DOI: 10.1126/science.1249531.

要約
周期的な振動現象は、生命システムの動的挙動の中でもよく観察されるものの一つであり、細胞周期、概日時計や体節形成過程を制御する分節時計など、多くの場面で重要な役割を担っている。細胞性粘菌Dictyostelium discoideumでは、周期的な振動現象の一つとして、cAMP(環状アデノシン一リン酸)の約6分おきの周期的な波によって分化誘導が起こることが知られている。私たちは、GATAファミリー転写因子であるGtaCが、cAMPの波に応じて核と細胞質の間を周期的に行き来していることを発見した。この現象は、GtaCに存在する核移行シグナルと細胞膜上のcAMPレセプターを介したGtaCのリン酸化によって制御されている。すなわち、cAMPがレセプターに結合すると、GtaCの核内での活性化とそれに続く標的遺伝子の活性化が誘導され、その後GtaCは細胞質へと移行する。そこで我々は、転写因子とその標的となる遺伝子csaAの発現動態を同時にライブセルイメージングで解析したところ、cAMPの波の周期に合わせて細胞集団全体での転写の同調が約6分おきに引き起こされるという現象を確認することができた。この発見は、周期的なシグナルが周期的な転写の活性化情報に変換される動的メカニズムを解明したはじめての例である。

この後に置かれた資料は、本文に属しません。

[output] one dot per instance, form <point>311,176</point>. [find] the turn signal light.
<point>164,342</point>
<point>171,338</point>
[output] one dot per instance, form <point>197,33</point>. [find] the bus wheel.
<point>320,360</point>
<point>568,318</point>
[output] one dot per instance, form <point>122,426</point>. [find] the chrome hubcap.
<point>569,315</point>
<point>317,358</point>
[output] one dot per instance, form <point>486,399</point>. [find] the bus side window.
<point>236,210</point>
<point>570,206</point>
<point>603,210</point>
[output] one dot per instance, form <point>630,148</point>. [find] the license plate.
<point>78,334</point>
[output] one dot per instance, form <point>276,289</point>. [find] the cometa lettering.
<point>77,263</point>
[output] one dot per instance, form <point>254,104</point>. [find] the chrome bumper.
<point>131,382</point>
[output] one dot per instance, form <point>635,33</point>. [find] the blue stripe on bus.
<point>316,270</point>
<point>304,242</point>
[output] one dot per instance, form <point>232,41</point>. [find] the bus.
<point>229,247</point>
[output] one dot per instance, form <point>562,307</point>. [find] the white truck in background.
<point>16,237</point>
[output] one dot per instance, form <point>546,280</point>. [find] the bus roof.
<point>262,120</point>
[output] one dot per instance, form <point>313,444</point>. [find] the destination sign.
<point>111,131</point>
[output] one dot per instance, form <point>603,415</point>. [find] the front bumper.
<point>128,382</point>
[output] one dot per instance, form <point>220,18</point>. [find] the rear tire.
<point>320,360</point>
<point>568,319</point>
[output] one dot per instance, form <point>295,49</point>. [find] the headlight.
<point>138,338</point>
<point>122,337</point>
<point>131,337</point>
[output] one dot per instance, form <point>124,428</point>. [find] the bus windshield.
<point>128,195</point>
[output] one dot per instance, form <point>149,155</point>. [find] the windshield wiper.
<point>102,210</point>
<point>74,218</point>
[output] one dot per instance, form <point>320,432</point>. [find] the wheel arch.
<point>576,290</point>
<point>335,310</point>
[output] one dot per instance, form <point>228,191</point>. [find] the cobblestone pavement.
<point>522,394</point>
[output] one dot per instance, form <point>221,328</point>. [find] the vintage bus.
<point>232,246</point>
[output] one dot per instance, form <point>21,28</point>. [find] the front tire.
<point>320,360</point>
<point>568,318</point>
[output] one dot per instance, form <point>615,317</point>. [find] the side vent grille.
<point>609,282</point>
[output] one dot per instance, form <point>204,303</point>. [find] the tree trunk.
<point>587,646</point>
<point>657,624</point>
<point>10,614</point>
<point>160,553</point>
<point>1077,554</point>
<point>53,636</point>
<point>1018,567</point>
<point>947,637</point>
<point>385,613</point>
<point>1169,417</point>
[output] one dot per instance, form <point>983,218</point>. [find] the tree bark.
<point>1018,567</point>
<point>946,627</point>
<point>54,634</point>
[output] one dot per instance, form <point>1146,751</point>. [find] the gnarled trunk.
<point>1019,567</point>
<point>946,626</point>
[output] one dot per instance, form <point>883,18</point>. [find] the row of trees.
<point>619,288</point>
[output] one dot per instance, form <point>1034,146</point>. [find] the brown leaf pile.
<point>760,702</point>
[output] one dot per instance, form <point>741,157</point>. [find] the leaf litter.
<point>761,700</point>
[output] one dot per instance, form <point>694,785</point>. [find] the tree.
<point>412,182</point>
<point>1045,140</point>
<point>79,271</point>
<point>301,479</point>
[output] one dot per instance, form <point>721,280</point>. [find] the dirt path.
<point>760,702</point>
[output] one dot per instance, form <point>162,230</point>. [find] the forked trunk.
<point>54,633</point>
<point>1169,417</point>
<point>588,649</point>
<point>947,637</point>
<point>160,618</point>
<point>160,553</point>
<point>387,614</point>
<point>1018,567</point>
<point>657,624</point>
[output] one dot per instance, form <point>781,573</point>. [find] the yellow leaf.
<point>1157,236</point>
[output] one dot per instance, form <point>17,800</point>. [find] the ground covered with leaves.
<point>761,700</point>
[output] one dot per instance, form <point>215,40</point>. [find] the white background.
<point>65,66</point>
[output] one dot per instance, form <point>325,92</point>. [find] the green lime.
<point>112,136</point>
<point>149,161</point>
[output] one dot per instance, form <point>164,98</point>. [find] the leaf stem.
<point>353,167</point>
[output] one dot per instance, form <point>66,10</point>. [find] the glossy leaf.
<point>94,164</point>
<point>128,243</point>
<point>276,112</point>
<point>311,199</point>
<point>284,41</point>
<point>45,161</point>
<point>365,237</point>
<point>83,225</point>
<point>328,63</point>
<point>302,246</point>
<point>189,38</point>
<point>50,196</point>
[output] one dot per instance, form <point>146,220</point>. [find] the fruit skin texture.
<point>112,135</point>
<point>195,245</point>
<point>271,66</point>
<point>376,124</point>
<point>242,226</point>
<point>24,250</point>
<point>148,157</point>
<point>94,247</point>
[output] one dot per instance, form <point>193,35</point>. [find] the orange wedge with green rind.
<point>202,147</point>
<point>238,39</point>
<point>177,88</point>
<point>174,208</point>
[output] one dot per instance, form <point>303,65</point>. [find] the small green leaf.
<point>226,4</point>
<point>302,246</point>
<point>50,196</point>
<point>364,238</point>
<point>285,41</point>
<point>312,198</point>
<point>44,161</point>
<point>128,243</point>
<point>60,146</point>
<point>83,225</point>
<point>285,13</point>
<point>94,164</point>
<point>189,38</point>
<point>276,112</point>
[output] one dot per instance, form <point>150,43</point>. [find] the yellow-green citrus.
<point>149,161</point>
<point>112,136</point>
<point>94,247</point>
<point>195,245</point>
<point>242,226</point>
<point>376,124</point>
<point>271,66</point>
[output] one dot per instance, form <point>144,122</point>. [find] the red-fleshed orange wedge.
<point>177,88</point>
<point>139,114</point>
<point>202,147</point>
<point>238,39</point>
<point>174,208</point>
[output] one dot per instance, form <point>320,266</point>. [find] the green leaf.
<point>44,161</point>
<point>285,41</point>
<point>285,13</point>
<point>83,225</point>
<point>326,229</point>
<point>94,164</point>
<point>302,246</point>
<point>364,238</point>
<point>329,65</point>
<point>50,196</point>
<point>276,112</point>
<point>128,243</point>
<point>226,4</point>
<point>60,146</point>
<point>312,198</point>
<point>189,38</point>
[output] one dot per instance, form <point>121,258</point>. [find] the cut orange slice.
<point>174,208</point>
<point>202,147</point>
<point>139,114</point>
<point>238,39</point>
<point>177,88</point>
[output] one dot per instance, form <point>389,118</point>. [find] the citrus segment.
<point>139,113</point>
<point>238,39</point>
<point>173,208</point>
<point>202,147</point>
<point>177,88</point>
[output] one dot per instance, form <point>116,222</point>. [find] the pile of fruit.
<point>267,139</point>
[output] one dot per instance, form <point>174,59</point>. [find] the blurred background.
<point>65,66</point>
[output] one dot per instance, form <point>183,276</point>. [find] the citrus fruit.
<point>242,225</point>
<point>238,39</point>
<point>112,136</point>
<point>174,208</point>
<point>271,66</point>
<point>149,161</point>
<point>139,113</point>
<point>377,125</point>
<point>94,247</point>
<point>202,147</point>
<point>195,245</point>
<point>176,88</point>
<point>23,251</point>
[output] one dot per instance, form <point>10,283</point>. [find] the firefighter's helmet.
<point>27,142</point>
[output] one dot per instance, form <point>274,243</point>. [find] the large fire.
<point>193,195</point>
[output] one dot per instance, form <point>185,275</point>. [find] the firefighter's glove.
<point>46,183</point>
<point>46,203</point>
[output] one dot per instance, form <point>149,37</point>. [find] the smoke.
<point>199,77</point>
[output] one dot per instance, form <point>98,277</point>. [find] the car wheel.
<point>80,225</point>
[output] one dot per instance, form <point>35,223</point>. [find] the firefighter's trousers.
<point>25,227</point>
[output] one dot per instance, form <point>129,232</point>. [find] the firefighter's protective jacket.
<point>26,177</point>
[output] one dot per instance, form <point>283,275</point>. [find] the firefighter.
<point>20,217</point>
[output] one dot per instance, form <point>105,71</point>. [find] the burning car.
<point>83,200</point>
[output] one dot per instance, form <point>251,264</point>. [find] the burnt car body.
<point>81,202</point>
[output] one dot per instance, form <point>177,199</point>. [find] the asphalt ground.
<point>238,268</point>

「本研究はJohns Hopkins大学のPeter Devreotes教授との共同研究です。当研究室の村本哲哉研究員が生きた細胞の核内において転写の振動現象を見つけていたことがきっかけとなり、共同研究へと発展しました。」

論文へのリンク
http://www.sciencemag.org/content/343/6177/1249531.long

上田研究室ホームページ
http://www.bio.sci.osaka-u.ac.jp/bio_web/lab_page/ueda/index.html




(A)GtaCの局在変化とcsaAの発現動態を同時にライブセルイメージングしたもの。GFP-GtaCの細胞(緑のみ)と転写を計測する細胞(核を赤でラベルした細胞)の2種類の細胞を混ぜ合わせている。3次元撮影した画像をマージして表示。矢印が観察された転写活性化スポット。(分:秒)
(B)GtaCの局在変化と転写活性化のモデル図。緑:核内で活性化状態のGtaC、青:細胞質にあるGtaC、赤:核内に存在するが不活性化状態のGtaC。